3. Kleihauer-Betke (acid elution) test: Performed in all Rh(D)-negative mothers after APH or PPH to detect fetomaternal haemorrhage and calculate the dose of anti-D immunoglobulin required to prevent alloimmunisation. The standard dose is 300 µg (1,500 IU) anti-D for up to 15 mL of fetal cells; larger doses are calculated from the Kleihauer count.

pre-transfusion testing timeline diagram: horizontal time axis showing ABO/Rh typing (10 min), antibody screen (30-45 min), serological crossmatch (45-60 min), and emergency O-negative availability (immediate); arrows show decision branch at each time point for stable patient vs active haemorrhage
pre-transfusion testing timeline diagram: horizontal time axis showing ABO/Rh typing (10 min), antibody screen (30-45 min), serological crossmatch (45-60 min), and emergency O-negative availability (immediate); arrows show decision branch at each time point for stable patient vs active haemorrhage — click to enlarge

Provided image

The maximum surgical blood order schedule (MSBOS) is a pre-operative tool that guides how many units to crossmatch based on typical requirements for a given procedure — for example, elective CS typically requires a type and screen only; emergency obstetric hysterectomy requires 4–6 units crossmatched.

SELF-CHECK

A 28-year-old Rh(D)-negative woman at 30 weeks has major placenta praevia and is bleeding. She urgently needs a blood transfusion. No crossmatch sample has been sent yet. Which blood should she receive first?

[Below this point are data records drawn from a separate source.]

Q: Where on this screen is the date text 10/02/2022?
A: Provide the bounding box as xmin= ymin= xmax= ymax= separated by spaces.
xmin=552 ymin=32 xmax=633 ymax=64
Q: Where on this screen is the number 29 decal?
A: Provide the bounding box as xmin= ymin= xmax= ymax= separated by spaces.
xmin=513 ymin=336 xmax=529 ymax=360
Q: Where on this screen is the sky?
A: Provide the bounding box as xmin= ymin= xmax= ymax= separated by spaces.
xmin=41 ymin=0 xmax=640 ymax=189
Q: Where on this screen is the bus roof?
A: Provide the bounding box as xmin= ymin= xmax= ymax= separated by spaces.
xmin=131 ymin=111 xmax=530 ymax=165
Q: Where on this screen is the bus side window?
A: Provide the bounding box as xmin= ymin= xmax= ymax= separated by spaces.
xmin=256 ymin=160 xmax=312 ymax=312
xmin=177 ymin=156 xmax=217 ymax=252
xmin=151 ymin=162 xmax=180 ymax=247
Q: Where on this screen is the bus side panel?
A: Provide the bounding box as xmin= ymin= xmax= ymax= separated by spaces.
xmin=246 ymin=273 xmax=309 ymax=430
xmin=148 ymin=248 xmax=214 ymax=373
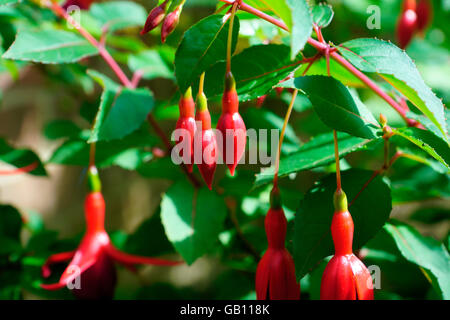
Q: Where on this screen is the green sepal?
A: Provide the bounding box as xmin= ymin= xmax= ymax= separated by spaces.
xmin=195 ymin=92 xmax=208 ymax=111
xmin=270 ymin=187 xmax=282 ymax=210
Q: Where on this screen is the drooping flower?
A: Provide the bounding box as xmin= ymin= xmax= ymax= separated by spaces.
xmin=256 ymin=188 xmax=300 ymax=300
xmin=320 ymin=190 xmax=373 ymax=300
xmin=62 ymin=0 xmax=95 ymax=10
xmin=41 ymin=167 xmax=180 ymax=299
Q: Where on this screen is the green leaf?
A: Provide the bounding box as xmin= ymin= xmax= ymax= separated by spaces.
xmin=312 ymin=4 xmax=334 ymax=28
xmin=393 ymin=128 xmax=450 ymax=169
xmin=3 ymin=30 xmax=98 ymax=63
xmin=255 ymin=133 xmax=382 ymax=187
xmin=128 ymin=50 xmax=174 ymax=80
xmin=286 ymin=0 xmax=312 ymax=60
xmin=285 ymin=76 xmax=380 ymax=139
xmin=161 ymin=181 xmax=226 ymax=265
xmin=89 ymin=1 xmax=147 ymax=32
xmin=340 ymin=39 xmax=447 ymax=139
xmin=205 ymin=44 xmax=298 ymax=101
xmin=384 ymin=221 xmax=450 ymax=300
xmin=175 ymin=15 xmax=239 ymax=92
xmin=294 ymin=169 xmax=392 ymax=278
xmin=0 ymin=138 xmax=47 ymax=176
xmin=0 ymin=205 xmax=22 ymax=241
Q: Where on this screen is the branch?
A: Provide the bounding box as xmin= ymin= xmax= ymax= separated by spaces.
xmin=44 ymin=0 xmax=201 ymax=188
xmin=219 ymin=0 xmax=418 ymax=126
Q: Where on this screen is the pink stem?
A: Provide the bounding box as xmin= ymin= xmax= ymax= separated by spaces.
xmin=47 ymin=2 xmax=132 ymax=88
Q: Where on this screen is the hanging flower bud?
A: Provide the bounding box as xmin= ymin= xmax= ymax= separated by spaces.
xmin=256 ymin=94 xmax=267 ymax=108
xmin=195 ymin=93 xmax=217 ymax=190
xmin=62 ymin=0 xmax=95 ymax=10
xmin=176 ymin=87 xmax=197 ymax=172
xmin=217 ymin=72 xmax=247 ymax=175
xmin=256 ymin=187 xmax=300 ymax=300
xmin=416 ymin=0 xmax=433 ymax=32
xmin=41 ymin=167 xmax=178 ymax=299
xmin=397 ymin=0 xmax=417 ymax=49
xmin=320 ymin=190 xmax=373 ymax=300
xmin=141 ymin=0 xmax=169 ymax=35
xmin=161 ymin=2 xmax=184 ymax=43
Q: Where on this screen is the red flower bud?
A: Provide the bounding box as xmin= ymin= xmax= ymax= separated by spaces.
xmin=397 ymin=9 xmax=417 ymax=49
xmin=256 ymin=188 xmax=300 ymax=300
xmin=416 ymin=0 xmax=433 ymax=31
xmin=320 ymin=191 xmax=373 ymax=300
xmin=161 ymin=4 xmax=183 ymax=43
xmin=195 ymin=93 xmax=217 ymax=190
xmin=176 ymin=87 xmax=197 ymax=172
xmin=141 ymin=0 xmax=168 ymax=35
xmin=217 ymin=72 xmax=247 ymax=175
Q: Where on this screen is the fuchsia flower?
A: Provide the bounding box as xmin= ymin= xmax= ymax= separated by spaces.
xmin=41 ymin=167 xmax=180 ymax=299
xmin=63 ymin=0 xmax=95 ymax=10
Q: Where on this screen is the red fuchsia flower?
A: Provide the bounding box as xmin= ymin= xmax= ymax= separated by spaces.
xmin=217 ymin=72 xmax=247 ymax=175
xmin=397 ymin=0 xmax=417 ymax=49
xmin=416 ymin=0 xmax=433 ymax=32
xmin=195 ymin=92 xmax=217 ymax=190
xmin=161 ymin=1 xmax=184 ymax=43
xmin=141 ymin=0 xmax=169 ymax=35
xmin=256 ymin=187 xmax=300 ymax=300
xmin=175 ymin=87 xmax=197 ymax=172
xmin=63 ymin=0 xmax=95 ymax=10
xmin=320 ymin=190 xmax=373 ymax=300
xmin=41 ymin=167 xmax=180 ymax=299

A. O-positive blood, as her exact type is unknown

B. AB-negative blood, as it has the most antigens and is safest

C. O-negative blood — universal donor, safe regardless of her ABO group, and avoids Rh sensitisation

D. Wait 45 minutes for a full crossmatch before transfusing

Reveal Answer

Answer: C. O-negative blood — universal donor, safe regardless of her ABO group, and avoids Rh sensitisation

O-negative blood is the universal donor for red cells: it lacks A, B, and Rh(D) antigens and is safe for emergency transfusion to any patient. Critically, in an Rh(D)-negative woman of childbearing age, giving Rh(D)-positive blood would risk alloimmunisation — threatening future pregnancies with haemolytic disease of the fetus and newborn. Waiting 45 minutes for a crossmatch in active haemorrhage is dangerous; O-negative is used precisely to bridge this gap.